Inside the System

Ashley Russell’s boyfriend Forrest hacks into Verdegen Corporation’s control system in Chapter 4.

Whatever’s going on with Julian Assange, it’s not about sexual misconduct.

Mr. Assange’s sexual history would be of no interest if it were not for his organization, WikiLeaks, devoted as it is to hacking the innermost secrets of governments and corporations and exposing them to public scrutiny.

Mr Assange’s outsider methods are likely to result in unintended consequences, possibly even the murder of people who are named on the lists he released. Whether he’s a hero or an antisocial egotist, we can grant that he must feel tremendous moral outrage and powerlessness to have become the world’s preeminent hacktivist and whistleblower.

Working outside the system scares people, myself included. But Assange’s point is that the system itself is the problem, and that working within it has proven futile. That implies revolution, and revolutions have losers. Even with reform, someone has to give up power. That’s not something humans do voluntarily.

But the existing system creates losers, too, entire classes of them, and destroys lives—systematically, by definition. For now, more of us benefit (on balance) from the status quo than are harmed by it. But as the economic crisis of 2008 continues to play out, that balance is rapidly reaching a critical pivot. And climate change will make it much, much worse.

The purpose of democratic government would seem to be to effect responsive reform in a controlled way, from inside the system itself. The fact that I can write this means that, so far, it’s not been a complete failure. Yet we’re reaching a sort of stasis, an inability to get at the root problems of our social and economic structures, even without the threat of climate disruption.

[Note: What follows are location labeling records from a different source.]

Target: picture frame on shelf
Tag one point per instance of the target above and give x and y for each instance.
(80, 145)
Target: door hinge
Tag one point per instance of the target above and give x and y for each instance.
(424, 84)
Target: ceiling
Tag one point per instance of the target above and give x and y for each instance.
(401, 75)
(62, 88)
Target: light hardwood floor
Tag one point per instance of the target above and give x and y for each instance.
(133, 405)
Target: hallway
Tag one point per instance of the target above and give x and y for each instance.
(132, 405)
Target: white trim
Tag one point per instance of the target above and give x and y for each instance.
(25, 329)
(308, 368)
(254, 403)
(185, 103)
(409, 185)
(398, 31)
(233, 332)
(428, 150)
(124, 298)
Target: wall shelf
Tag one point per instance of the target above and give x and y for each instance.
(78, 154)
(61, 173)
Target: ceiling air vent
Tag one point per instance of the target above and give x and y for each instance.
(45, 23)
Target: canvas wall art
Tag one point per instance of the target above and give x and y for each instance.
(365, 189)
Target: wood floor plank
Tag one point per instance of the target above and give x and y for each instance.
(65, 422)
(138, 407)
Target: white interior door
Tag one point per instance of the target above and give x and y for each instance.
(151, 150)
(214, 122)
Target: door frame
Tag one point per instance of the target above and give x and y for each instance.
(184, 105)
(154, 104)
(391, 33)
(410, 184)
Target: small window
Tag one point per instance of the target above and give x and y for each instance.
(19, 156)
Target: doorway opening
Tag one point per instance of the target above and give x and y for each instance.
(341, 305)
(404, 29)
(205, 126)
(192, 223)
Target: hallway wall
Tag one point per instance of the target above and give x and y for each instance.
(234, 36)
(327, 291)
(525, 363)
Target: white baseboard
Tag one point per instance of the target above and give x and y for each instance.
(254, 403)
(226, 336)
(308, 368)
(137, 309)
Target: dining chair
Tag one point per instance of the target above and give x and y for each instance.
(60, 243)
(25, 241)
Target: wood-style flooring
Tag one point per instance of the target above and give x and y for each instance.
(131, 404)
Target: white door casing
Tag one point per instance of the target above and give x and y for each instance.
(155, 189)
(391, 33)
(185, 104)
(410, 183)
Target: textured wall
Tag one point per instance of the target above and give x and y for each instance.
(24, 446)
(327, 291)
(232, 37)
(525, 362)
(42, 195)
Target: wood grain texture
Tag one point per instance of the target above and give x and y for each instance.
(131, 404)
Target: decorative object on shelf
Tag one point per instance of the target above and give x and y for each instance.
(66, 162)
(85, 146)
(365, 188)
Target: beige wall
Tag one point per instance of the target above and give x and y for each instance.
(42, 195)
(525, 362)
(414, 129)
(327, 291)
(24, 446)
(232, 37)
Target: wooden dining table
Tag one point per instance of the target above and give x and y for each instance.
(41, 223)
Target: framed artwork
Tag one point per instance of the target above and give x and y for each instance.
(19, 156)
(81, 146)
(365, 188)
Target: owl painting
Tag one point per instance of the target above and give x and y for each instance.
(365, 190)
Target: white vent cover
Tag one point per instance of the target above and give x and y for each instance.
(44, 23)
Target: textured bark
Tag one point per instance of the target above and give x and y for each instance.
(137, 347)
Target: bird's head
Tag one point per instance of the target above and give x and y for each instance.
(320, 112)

We can’t all have equal and simultaneous access to power— it’d be like trying to cram a houseful of frat boys into a Volkswagen Beetle. The vote systematizes and allocates that access, but many people feel their vote is overshadowed by organized special interests with vast reserves of money.

And, of course, power accrues to power. The  Citizens United decision, which as a practical matter grants unlimited anonymous political spending to already powerful corporations, is just the latest proof that the system is tilting heavily toward the entrenched elites. (Notionally, CU applies to anyone, but the scale of corporate advantage is obvious.) The billions to be spent by special interests this year are enough to drive any advocate of democracy to despair, especially when the powerful deny their inherent advantage of scale to assert that CU is an expression of democracy. That highly theoretical assertion clearly does not play out in reality when corporations band together (tacitly or explicitly) in opposition to individual citizens. It’s pure doublespeak.

The lack of access to power drives subversive behavior. When the system becomes corrupt and its primary mission is to preserve itself and perpetuate privilege, it veers from legitimate government to illegitimate regime. This dynamic is playing out today in the Middle East, but our own history has its example. In the 1770s, taxation without representation drove our forebears to vandalism (the Boston Tea Party) and ultimately violence—in other words, to reject working inside a corrupt system.

Despite our mythologizing of the founding fathers’ overthrow of corrupt British rule, revolutions scare the pants off us. World society is now so complex that we instinctively sense its fragility. Anything that gums up the machine, whether it’s attempting to force true transparency in government and corporate affairs or altering our petrocapitalist system to avoid catastrophic climate disruption, is seen as an immediate threat. We can always say to ourselves, hey, maybe it’ll be okay. Maybe the corporations won’t act entirely in their short-term interests, and maybe the climate won’t go kerflooey.

But if we don’t believe our self-soothing reassurances, what do we do, especially if we think the current system is beyond redress?